Hoy, como herencia de ese pasado plagado de trampas, el sector pesquero asturiano camina por un campo de minas. Los cupos de captura asignados a las diferentes flotas son insuficientes a todas luces para garantizar la viabilidad de los barcos, más cuando los precios en rula del pescado tienden a la baja y los costes (en especial el carburante) se han disparado. Es una cuestión de echar números: cada barco sólo puede pescar equis números de kilos de pescado y el precio de subasta de las capturas es público, multiplíquense ambas cifras y luego réstense los gastos. La cifra resultante será negativa en un porcentaje muy alto de casos.

Hace años se hubiera soslayado esta cuestión pescando más del cupo, pero desde la pasada primavera esa artimaña le supone a los armadores arriesgarse a ser sancionados con multas millonarias. No obstante, tal es el grado de desesperación que no falta quien se la juegue. «Es un tema de vida o muerte, no pescamos de más por avaricia sino por supervivencia.
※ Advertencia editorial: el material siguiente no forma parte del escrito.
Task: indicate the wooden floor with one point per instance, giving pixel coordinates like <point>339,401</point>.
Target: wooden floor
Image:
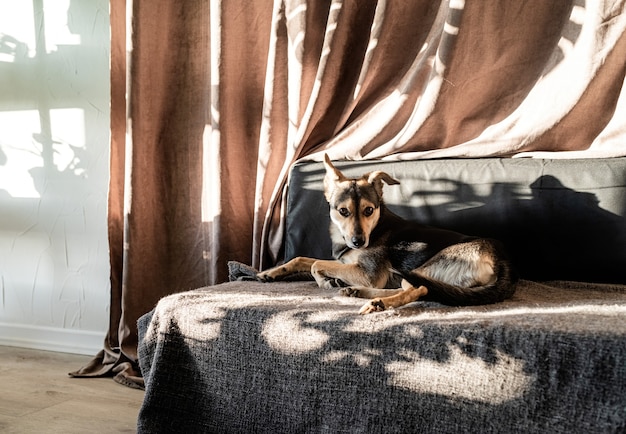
<point>37,396</point>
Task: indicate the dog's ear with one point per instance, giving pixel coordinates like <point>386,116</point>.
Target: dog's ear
<point>376,179</point>
<point>333,176</point>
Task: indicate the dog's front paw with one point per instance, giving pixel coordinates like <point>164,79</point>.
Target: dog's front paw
<point>375,305</point>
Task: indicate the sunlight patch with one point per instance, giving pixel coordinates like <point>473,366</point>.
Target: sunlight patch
<point>462,376</point>
<point>285,333</point>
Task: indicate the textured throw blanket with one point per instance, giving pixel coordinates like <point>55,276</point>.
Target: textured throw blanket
<point>245,356</point>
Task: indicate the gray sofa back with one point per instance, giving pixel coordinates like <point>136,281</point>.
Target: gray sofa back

Si vamos con la ley en la mano, el cupo asignado lo agotamos en seis meses, ¿de qué vamos a vivir el resto del año?», razonaba hace días un armador. «En la vida un paisano se había humillado tanto como yo delante de los inspectores… Y para nada», contaba otro anteayer tras haber sido objeto de una inspección saldada con multa de varios miles de euros.

La dinámica en la que ha entrado el sector pesquero por la presión que de unos meses a esta parte aplica el Estado -a quien, a su vez, aprieta Bruselas- tiene desquiciados a armadores y pescadores. Y debido a ese estado de ánimo pasan cosas tan insólitas como preocupantes: pescadores que regresan de la mar y, sabedores de que los inspectores de Pesca están en el muelle de la rula, fondean sus barcos en la bocana de la ría de Avilés hasta que reciben el aviso de que el campo está «despejado» para descargar el pescado, armadores que sopesan abanderar sus barcos en otros países para evitar las inspecciones, cajas de pescado escondidas en dobles fondos de los barcos, falsificación de registros de pesca… «Parecemos piratas o contrabandistas cuando lo único que queremos es pescar y que ese trabajo, el que llevamos haciendo toda la vida, nos dé para vivir», se lamenta un armador. Un deseo que, con el actual sistema de organización pesquera, se irá indefectiblemente por la borda.